Desenvolvendo Políticas Internas com Apoio das Ferramentas TOTVS

Políticas internas não são apenas documentos formais, elas são o alicerce para processos consistentes, decisões imparciais e cultura organizacional sólida. Na prática, essas diretrizes definem como a empresa lida com segurança da informação, compliance, uso de recursos, fluxo de trabalho e tomada de decisão.

Com o avanço da transformação digital, a implantação e o cumprimento dessas políticas depende diretamente da tecnologia. Ferramentas TOTVS como o ERP (Protheus e RM), o Fluig e a nuvem corporativa ajudam não só a criar essas políticas, mas também a fazê-las funcionar com automação, controle e auditoria.

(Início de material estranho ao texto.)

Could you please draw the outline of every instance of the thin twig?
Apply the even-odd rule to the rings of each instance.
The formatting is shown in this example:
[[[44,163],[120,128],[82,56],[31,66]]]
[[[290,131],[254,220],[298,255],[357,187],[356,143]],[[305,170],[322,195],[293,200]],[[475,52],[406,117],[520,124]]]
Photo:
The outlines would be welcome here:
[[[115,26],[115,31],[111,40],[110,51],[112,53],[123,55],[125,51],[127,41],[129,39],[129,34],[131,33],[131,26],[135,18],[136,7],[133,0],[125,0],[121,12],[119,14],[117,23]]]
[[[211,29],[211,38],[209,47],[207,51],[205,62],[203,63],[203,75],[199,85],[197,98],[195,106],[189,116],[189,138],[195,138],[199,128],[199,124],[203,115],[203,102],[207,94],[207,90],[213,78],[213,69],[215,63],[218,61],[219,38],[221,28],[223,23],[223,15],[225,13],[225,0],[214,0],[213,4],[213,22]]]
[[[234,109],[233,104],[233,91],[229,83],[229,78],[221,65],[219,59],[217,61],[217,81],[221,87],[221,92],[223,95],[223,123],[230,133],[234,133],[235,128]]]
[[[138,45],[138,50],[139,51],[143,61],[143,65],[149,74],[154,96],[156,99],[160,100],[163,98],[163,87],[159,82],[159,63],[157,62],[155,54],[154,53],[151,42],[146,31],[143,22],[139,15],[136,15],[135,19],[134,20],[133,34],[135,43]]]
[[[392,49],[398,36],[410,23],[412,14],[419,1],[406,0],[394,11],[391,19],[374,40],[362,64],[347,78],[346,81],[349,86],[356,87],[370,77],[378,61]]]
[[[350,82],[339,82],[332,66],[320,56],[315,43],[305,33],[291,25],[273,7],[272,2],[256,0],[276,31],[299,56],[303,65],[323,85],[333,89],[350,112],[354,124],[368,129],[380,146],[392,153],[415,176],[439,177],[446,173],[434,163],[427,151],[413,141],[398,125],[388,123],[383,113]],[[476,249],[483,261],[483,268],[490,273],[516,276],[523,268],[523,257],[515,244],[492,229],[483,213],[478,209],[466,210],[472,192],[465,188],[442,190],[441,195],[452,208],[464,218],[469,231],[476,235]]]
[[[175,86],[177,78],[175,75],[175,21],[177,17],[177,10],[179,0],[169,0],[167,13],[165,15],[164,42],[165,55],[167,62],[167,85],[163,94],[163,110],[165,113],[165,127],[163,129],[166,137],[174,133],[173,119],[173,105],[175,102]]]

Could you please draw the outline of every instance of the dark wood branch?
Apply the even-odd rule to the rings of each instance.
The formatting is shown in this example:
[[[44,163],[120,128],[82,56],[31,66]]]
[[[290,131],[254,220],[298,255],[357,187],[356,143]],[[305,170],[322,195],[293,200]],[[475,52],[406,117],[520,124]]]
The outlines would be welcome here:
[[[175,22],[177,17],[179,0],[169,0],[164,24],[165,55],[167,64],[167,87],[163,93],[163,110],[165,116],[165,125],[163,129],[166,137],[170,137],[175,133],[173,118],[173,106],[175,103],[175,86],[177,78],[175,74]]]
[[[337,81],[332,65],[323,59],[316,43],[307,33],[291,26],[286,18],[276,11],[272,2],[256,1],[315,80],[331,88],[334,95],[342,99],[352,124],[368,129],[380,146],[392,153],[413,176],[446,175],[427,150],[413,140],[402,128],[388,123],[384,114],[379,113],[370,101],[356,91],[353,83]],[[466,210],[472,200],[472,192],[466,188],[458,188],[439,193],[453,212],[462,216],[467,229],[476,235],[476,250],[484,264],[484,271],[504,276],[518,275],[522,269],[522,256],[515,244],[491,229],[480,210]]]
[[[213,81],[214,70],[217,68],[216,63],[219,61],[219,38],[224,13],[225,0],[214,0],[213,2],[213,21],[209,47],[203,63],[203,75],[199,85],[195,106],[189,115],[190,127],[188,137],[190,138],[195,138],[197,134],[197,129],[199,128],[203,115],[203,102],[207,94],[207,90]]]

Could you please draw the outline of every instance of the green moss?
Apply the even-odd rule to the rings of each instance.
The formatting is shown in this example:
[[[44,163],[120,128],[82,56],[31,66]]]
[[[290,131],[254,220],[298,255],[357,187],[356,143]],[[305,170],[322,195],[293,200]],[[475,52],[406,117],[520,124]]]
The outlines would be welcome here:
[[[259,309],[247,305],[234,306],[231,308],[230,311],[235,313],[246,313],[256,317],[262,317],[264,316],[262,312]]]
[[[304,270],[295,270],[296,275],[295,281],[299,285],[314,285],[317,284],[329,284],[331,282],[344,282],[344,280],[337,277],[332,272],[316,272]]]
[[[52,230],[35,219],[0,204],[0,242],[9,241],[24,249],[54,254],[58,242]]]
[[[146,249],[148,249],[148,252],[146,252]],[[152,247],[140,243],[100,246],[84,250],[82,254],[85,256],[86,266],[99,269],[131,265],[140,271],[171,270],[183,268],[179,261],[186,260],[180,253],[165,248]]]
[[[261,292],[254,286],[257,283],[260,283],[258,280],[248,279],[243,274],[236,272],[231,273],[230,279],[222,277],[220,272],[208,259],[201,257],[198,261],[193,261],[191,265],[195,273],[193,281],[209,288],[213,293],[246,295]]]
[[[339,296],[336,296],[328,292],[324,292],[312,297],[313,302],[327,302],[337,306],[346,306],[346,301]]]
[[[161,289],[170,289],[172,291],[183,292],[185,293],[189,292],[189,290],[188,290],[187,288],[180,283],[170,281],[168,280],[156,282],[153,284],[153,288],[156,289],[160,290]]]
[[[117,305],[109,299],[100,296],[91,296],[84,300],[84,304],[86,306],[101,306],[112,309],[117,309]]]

O papel das políticas internas na gestão moderna

  • Garantem padronização entre departamentos;
  • Evitam riscos legais e operacionais;
  • Facilitam o onboarding de novos colaboradores;
  • Apoiam compliance com legislações como a LGPD;
  • Reduzem conflitos de decisão com base em critérios claros.

Empresas com políticas bem implementadas são mais resilientes, seguras e confiáveis.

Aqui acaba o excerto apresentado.